Court of Criminal Appeals of Texas, En Banc.

February 27, 1980.

Paul G. Johnson, Huntsville, for appellant.

Tim Curry, Dist. Atty. and Tom Myers, Asst. Dist. Atty., Fort Worth, Robert Huttash, State's Atty., Austin, for the State.

Before the court en banc.

OPINION ON THE STATE'S MOTION FOR REHEARING

DALLY, Judge.

The panel's prior opinion on original submission is withdrawn. This is a post-conviction application for writ of habeas corpus brought under the provisions of Art. 11.07, V.A.C.C.P.

Petitioner was convicted on February 23, 1979, for the felony offense of credit card *439 abuse. The punishment assessed is imprisonment for four years.

The petitioner asserts that the indictment under which she was convicted is fundamentally defective because it fails to allege an offense. The indictment alleges, in pertinent part, that on or about the 28th day of September, 1978, petitioner did:

"THEN AND THERE INTENTIONALLY AND KNOWINGLY, WITH INTENT TO FRAUDULENTLY OBTAIN SERVICE, TO-WIT: AUTOMOBILE RENTAL SERVICE FROM DIANNE KESSLER, PRESENT A MASTER CHARGE CREDIT CARD, WITH THE KNOWLEDGE THAT THE CARD HAD NOT BEEN ISSUED TO HIM THE SAID DEFENDANT, AND THAT SAID CARD WAS NOT USED WITH THE EFFECTIVE CONSENT OF THE CARDHOLDER, CECLIA E. PORIER...."

On original submission the panel granted the petitioner the relief which she sought agreeing with her contention that the indictment failed to allege that when she presented the credit card she had knowledge that she did not have the effective consent of the cardholder. The State, in its motion for rehearing, says that the allegation

"knowingly and intentionally ... with knowledge that the card had not been issued to him the said defendant and that said card was not used with the effective consent of the cardholder...."

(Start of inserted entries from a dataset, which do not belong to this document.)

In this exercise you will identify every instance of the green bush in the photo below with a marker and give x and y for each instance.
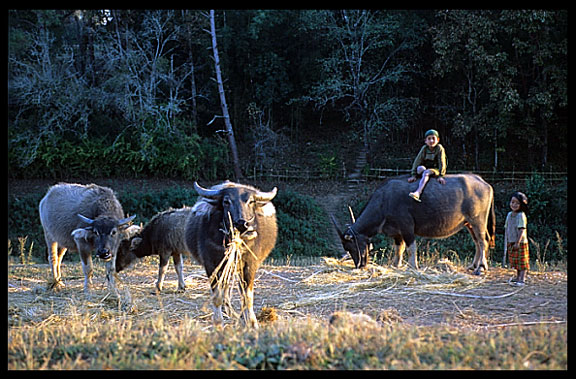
(157, 153)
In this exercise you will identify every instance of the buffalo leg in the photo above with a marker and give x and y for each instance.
(178, 265)
(247, 290)
(86, 259)
(481, 244)
(55, 255)
(399, 247)
(411, 243)
(217, 301)
(162, 266)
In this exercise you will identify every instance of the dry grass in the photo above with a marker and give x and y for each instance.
(326, 315)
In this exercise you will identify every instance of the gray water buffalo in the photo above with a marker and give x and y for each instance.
(163, 235)
(217, 212)
(82, 218)
(465, 200)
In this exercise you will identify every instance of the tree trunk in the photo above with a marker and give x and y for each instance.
(229, 130)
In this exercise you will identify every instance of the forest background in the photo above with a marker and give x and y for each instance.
(132, 94)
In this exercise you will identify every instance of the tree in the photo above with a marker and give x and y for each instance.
(225, 114)
(364, 65)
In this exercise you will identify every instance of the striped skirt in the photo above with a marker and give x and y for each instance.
(519, 258)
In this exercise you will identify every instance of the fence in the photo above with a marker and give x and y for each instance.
(490, 176)
(305, 174)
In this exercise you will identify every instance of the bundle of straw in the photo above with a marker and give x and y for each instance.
(230, 270)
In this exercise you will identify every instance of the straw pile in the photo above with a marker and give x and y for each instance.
(231, 271)
(339, 281)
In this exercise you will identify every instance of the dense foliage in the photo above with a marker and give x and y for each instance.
(129, 92)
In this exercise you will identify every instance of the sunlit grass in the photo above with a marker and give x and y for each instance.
(67, 331)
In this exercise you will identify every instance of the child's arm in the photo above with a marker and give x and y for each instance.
(442, 161)
(417, 161)
(521, 236)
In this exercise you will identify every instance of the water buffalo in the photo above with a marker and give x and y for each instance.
(82, 218)
(163, 235)
(217, 212)
(464, 200)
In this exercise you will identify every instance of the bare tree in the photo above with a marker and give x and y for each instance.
(225, 114)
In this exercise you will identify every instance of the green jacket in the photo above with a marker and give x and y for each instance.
(435, 158)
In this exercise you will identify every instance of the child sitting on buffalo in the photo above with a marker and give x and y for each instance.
(430, 162)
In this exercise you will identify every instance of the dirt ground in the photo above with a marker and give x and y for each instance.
(430, 296)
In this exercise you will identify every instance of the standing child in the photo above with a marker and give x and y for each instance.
(516, 238)
(430, 162)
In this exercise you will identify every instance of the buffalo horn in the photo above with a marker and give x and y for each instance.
(266, 196)
(352, 215)
(336, 226)
(206, 192)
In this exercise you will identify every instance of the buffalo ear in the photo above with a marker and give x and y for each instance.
(87, 220)
(132, 230)
(126, 220)
(82, 233)
(135, 242)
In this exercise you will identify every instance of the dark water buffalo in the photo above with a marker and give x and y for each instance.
(208, 233)
(163, 235)
(82, 218)
(465, 200)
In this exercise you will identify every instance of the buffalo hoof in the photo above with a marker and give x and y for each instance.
(56, 285)
(104, 256)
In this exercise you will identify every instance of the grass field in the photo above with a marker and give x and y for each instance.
(322, 315)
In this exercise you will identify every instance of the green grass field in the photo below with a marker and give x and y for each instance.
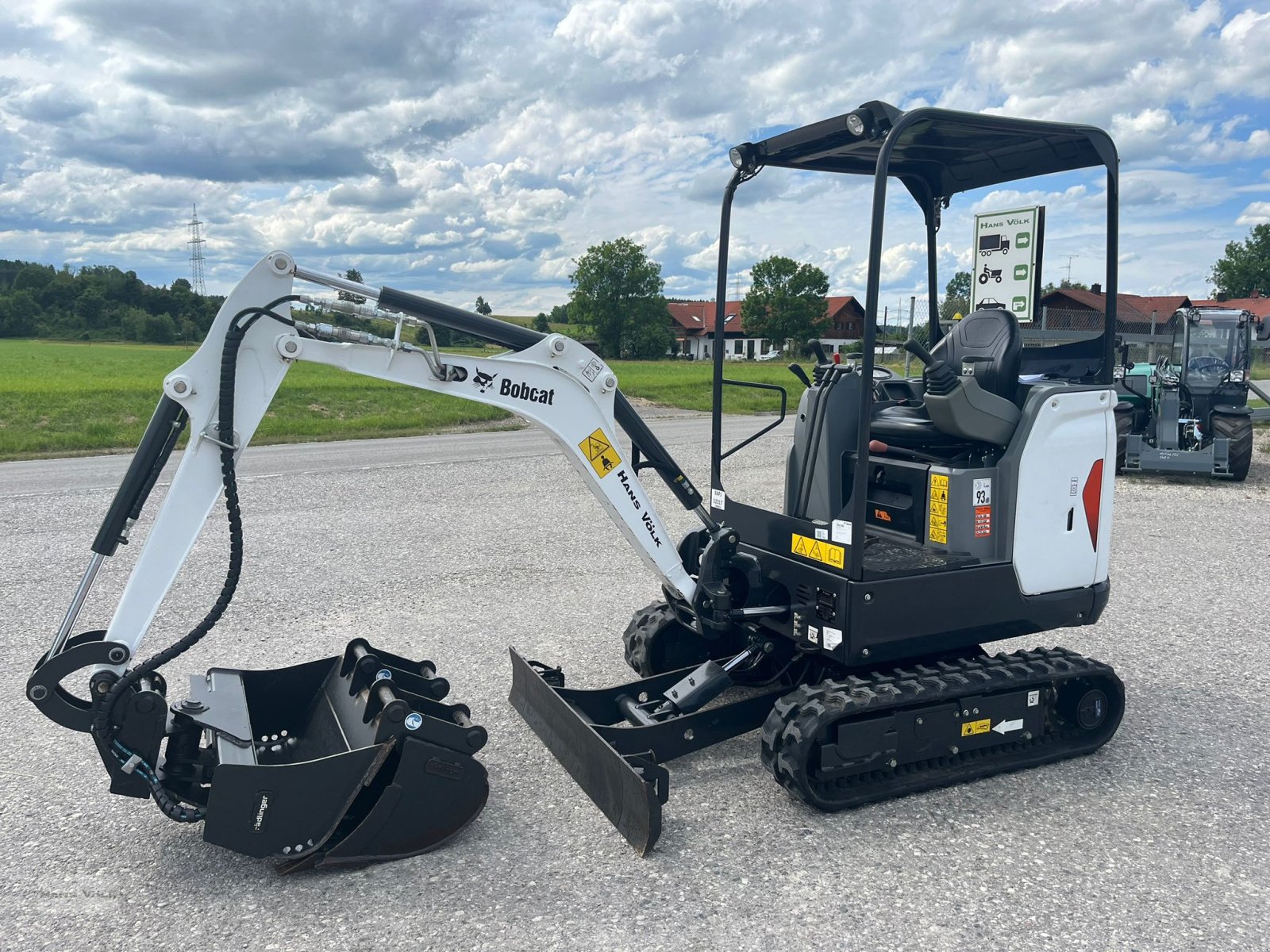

is sufficient because the allegation "with knowledge" relates to the allegation that the card had not been issued to the petitioner and also relates to the allegation which followed that the card was not used with the effective consent of the cardholder. We are now of the opinion that the State is correct and so hold.

This Court has been called on recently to review a number of indictments purporting to allege offenses under the credit card abuse statute and many have been found wanting. E. g., Ex parte Mathis, 571 S.W.2d 186 (Tex.Cr.App.1978); Ex parte Walters, 566 S.W.2d 622 (Tex.Cr.App.1978); Ex parte Reed, 574 S.W.2d 161 (Tex.Cr.App. 1978); Ex parte Dawson, 578 S.W.2d 749 (Tex.Cr.App.1979); Guster v. State, 580 S.W.2d 363 (Tex.Cr.App.1979); Ex parte Mathis, 580 S.W.2d 371 (Tex.Cr.App.1979); Ex parte Seaton, 580 S.W.2d 593 (Tex.Cr. App.1979). It is difficult to understand why indictments are not more carefully drafted, since an indictment is the foundation for the whole criminal proceeding. While we do hold that the indictment in this instance is sufficient, it is obvious that it could have been more precisely drawn by again inserting the words "with knowledge" in relation to the allegation that "said card was not used with the effective consent of the cardholder." If this had been done it would have eliminated even the arguable contention made by the petitioner.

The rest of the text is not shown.